Brown students used 20,000 condoms and 400 dental dams from Health Services last year at a total cost of $1,355. Contracep-tive expenditures at other Ivy League schools ranged from as low as $1,000 to as high as $4,000.

The contraceptives, which include lubricated and non-lubricated condoms, female condoms, flavored condoms and dental dams, are available to Brown students from their residential counselors and in baskets in the bathrooms on the first and third floors of the Health Services building.

Students are on an honor system to pay for the contraceptives they take, leaving money in open containers placed at the distribution sites. Condoms cost 15 cents and dental dams cost 50 cents. Health Services is able to provide both at less than retail price because it purchases them in bulk.

Last year, the University spent $1,158 on condoms and $197 on dental dams. Cornell University, with an undergraduate population of 13,577, estimated that it spent between $3,500 and $4,000 on about 15,000 condoms and other forms of contraception last year. The Dartmouth College Health Service approximated that it spent $1,000 on contraceptives. At Harvard University, undergraduates used 31,529 condoms last year, but because funding comes from several different sources, Harvard could not estimate the total amount it spent.

Yale University and the University of Pennsylvania refused to release statistics, and Columbia University and Princeton University could not calculate the figures.

Jennifer Cherry, a health educator at Brown Health Services, said she used to work at a public university where state funding covered a large portion of the cost of contraceptives.
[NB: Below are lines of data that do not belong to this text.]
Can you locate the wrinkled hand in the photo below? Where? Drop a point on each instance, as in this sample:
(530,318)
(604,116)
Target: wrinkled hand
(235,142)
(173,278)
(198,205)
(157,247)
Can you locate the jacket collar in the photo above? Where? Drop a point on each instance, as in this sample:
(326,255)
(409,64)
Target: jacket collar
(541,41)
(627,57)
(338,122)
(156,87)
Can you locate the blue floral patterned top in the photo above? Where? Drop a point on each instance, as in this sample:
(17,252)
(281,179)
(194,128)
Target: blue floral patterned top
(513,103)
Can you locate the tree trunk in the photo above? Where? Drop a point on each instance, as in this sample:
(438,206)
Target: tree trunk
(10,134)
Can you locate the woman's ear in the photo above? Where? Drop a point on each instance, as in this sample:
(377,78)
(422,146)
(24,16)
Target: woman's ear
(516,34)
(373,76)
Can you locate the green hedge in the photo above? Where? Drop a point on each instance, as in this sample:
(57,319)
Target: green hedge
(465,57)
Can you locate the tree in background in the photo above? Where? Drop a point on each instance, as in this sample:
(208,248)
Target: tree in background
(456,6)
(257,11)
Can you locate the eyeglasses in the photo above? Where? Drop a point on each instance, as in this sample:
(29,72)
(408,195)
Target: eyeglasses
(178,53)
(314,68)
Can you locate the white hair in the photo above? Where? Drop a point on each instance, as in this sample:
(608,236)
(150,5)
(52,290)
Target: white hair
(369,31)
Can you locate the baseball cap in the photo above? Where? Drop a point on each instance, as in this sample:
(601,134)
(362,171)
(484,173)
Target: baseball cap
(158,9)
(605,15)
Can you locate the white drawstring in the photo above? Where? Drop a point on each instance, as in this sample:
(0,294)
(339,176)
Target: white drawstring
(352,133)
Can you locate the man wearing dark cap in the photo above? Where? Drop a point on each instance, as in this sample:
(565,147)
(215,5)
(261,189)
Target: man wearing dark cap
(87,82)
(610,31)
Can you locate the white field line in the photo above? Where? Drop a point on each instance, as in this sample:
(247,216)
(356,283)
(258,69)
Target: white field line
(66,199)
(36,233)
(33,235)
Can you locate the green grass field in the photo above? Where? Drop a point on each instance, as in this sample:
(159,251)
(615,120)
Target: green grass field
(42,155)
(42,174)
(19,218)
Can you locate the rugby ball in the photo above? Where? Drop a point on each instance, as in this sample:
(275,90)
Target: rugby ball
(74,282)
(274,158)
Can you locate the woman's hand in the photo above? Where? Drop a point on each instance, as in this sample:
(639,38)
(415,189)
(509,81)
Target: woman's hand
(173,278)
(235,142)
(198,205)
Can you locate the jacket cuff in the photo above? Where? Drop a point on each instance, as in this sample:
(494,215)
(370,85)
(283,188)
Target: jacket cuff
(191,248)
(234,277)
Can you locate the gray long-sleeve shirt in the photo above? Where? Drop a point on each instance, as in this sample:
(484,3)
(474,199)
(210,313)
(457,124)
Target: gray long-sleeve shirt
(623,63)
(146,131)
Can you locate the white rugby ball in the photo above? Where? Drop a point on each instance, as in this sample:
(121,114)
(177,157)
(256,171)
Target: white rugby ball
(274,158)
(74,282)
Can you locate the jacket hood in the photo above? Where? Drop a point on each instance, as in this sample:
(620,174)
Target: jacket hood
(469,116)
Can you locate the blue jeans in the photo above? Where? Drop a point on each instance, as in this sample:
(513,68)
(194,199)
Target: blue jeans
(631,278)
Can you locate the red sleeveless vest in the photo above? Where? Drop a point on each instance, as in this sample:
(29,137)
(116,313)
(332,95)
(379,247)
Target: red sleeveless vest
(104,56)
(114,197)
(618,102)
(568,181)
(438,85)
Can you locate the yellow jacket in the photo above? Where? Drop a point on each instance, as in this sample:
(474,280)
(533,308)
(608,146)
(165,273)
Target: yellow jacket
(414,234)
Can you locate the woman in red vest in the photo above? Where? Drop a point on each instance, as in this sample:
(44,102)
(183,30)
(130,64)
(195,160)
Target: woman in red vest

At Yale, condoms are free to students because at least half of the supply of condoms is provided by the state government - a rare source of funding for private institutions.

Northern Illinois University, a public university, does not use state funding and instead takes less than $1 from each student's health services fee to provide 150,000 condoms to over 18,000 students, amounting to a hefty price tag of over $15,000 per year.

Some universities choose not to provide contraceptives to their students at all, including Rutgers, a public school, and Jesuit schools such as Georgetown University, Boston College and Fordham University.

Though Brown's total contraceptive expenditures reached $1,355 last year, Health Services sets aside only $500 from its budget at the beginning of each year for contraceptives. The rest of the funding is supposed to be provided by students.

Last year, however, students' voluntary payments amounted to only $450. "There are always parts of the year when we have to slow down or stop the supply," said Frances Mantak, director of health education. "It's an ebb and flow."

Initially, first-year units are given 100 lubricated condoms, 50 non-lubricated condoms and five dental dams each, while upperclassmen units are given half that. Residential counselors are responsible for refilling their unit's supply and collecting money. When they run out, they can go to Health Services to replenish their stock.

"We usually get about two to three counselors a week coming in to refill," said Marguerite Armstrong, the administrative assistant for health education who has overseen the counselors' exchanges for eight years. She added that there are times during the year when that number goes up dramatically, typically during Spring Weekend, before spring break and at the beginning and end of semesters.

"During Spring Weekend, we refill the baskets in the bathrooms two to three times," Armstrong said.

In addition to the initial package of contraceptives given to counselors at the beginning of the year, Health Services includes posters about safe sex, including one on abstinence. The contraceptives, which are usually displayed prominently on the doors of residential counselors and often flanked by colorful construction paper, are there to support those choosing to have sex, but Health Services wants to make sure that those abstaining feel supported as well.

Many students said the supply of contraceptives was sufficient and almost all agreed that it was easily accessible.

"Condoms are definitely available. My RC recommends payment more than demands it," said David Leipziger '09.

Noor Najeeb '09 felt that contraceptives seemed easily attainable but not overwhelmingly so. "I don't think (the amount available) is too much, but if there was a more tasteful way to distribute them, that'd be good."